Viele Anforderungen an Chemikalien

Der Echa-Direktor Bjorn Hansen betonte, dass seine Organisation nur dann richtig arbeiten könne, wenn sie genügend Geldmittel zur Verfügung habe. Er bekräftigte, dass die neuen Anforderungen nicht nur für die Industrie, sondern auch für die Echa eine große Herausforderung seien: „Der Green Deal stellt viele Erwartungen an die chemische Industrie. Sie verbraucht sehr viel Energie und soll klimaneutral werden, was neue Prozesse erfordert. Sie soll außerdem neue, ungefährliche Chemikalien entwickeln und für Kreislaufwirtschaft sorgen. Es wird zwar viel von Kreislaufwirtschaft gesprochen, aber tatsächlich sind bisher nur sehr wenige Produkte auf dem Markt, die wirklich zirkulär funktionieren.“

Die Chemieindustrie sieht die Forderung nach einer Chemiewende naturgemäß etwas anders. Die Cefic-Vizedirektorin Sylvie Lemoine warnte davor, dass die Kluft zwischen der EU und anderen Ländern zu groß werden könnte, was der europäischen Industrie schaden würde. „Niemand will gefährliche Chemikalien in der Umwelt. Deswegen brauchen wir eine ausgewogene Strategie, die klare, einhaltbare Vorgaben für Nachhaltigkeit aufstellt.“ Grundsätzlich gehört die Chemieindustrie zu den größten Lobbyist*innen in der EU. Cefic gibt jährlich über 10 Millionen Euro für Lobbyarbeit in Brüssel aus, die Chemiegiganten Bayer, BASF und Dow legen den gleichen Betrag nochmal drauf. Nicht verwunderlich also, dass die Kommission bisher noch keine grüne Chemiewende vorgelegt hat, sondern nun hinter den Kulissen um eine möglichst industriefreundliche Regulierung gefeilscht wird.

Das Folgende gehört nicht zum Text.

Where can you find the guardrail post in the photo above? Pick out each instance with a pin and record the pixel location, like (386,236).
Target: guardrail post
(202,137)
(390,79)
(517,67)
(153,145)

Auch wenn Umwelt-NGOs sich hinter den Kulissen für eine umweltfreundlichere Chemiepolitik einsetzen: Es fällt schwer, Menschen für das Thema zu begeistern, wenn es keinen konkreten Anlass dafür gibt. Durch eine eventuelle zweite Covid-Welle droht die Chemikalienstrategie der Kommission komplett unter dem Radar der Öffentlichkeit zu laufen. Auch wenn viele natürlich vorkommende Chemikalien harmlos sind, ist Wachsamkeit sicher nicht unangebracht.